Türk Tabipler Birliği, uzun yıllardır sağlıkta yaşanan şiddetin nedenleri, şiddete karşı alınacak önlemler konusunda kamuoyunu bilgilendirmekte, yöneticileri şiddeti durdurmak için sorumluluk almaya davet etmektedir.
Bütün bu çabalarımıza rağmen, Dr. Ersin Arslan, Dr. Kamil Furtun ve Dr. Aynur Dağdelen’in öldürülmeleri ve nice şiddet olayı ile siyasal iktidarın sağlıkta hiçbir adım atmadığını üzülerek görüyoruz. Gelinen aşamada sağlıkta şiddet sağlık hizmet sunumunun hemen tüm aşamalarında yaygın ve ciddi bir sorun haline dönüşmüştür. Sağlık kuruluşlarında her gün ortalama 30 şiddet vakası yaşanmaktadır. Özellikle acil servisler şiddetin kol gezdiği, sağlık çalışanlarının kendilerini emniyette hissedemedikleri, sağlık hizmetini güvenli ortamlarda veremedikleri yerler haline gelmiştir.

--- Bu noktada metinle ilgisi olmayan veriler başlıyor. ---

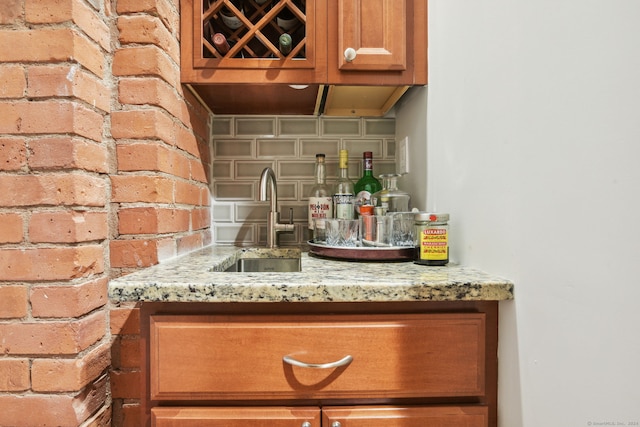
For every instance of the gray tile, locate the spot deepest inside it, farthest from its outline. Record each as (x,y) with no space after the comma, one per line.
(276,148)
(298,126)
(256,126)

Bu sorun, bir yandan hekimlerin ve sağlık çalışanlarının can güvenliğini tehdit ederken aynı zamanda sağlık hizmeti sunumunu da engeller hale dönüşmüştür. Bu durum; sürdürülebilir, kabul edilebilir, katlanılabilir değildir!
Elbette sağlıkta şiddetin toplumsal etkenleri vardır ve bunlar giderilmedikçe sağlık kuruluşlarını tam olarak güvenli ve huzurlu yerler haline getirmek olanaklı değildir.
Kuşkusuz, her yıl nüfusumuzdan fazla sayıda acil servis başvurusu olmasının ve bu kışkırtılmış acil sağlık talebinin eldeki hizmet olanaklarıyla tam olarak karşılanamamasının, yurttaşların sağlık hizmet beklentisinin yapay biçimde yükseltilmesinin gelinen tabloda katkısı büyüktür.
Ancak, açık olarak görülen bir başka gerçek, kamu idaresinin sağlık kuruluşlarının ve sağlık çalışanlarının güvenliğini sağlamak için alması gereken özel önlemleri de almadığı veya bunların yetersiz kaldığıdır.
Bu nedenle, Türk Tabipleri Birliği’nin defalarca dile getirdiği sağlıkta şiddeti önleme yasasının bir an önce çıkarılarak şiddet uygulayanlara hapis cezasının yasalaşmasını bir kez daha talep ediyoruz. Bu öneri Türk Ceza Kanuna bir ek maddeyi kapsamaktadır. Bu ek madde ile:
“Kamunun Sağlığına karşı suçlar:
Sağlık hizmetini Engelleme:
(1) Sağlık kuruluşlarında çalışan sağlık personeline karşı, sağlık hizmeti sunumu esnasında veya verilen sağlık hizmetinden kaynaklanan nedenlerle cebir, şiddet veya tehdit kullanan kişi, iki yıldan dört yıla kadar hapis cezası ile cezalandırılır.
(2) Bu filler sonucu sağlık hizmeti kesintiye uğramış ise yukarıdaki fıkraya göre belirlenen ceza yarı oranında artırılır.
Sağlık kuruluşlarında meslektaşlarımızın güvenliğinin sağlanması için caydırıcı ve önleyici gerçekçi önlemlerin ivedilikle hayata geçirilmesi gerektiğinin altını çiziyoruz.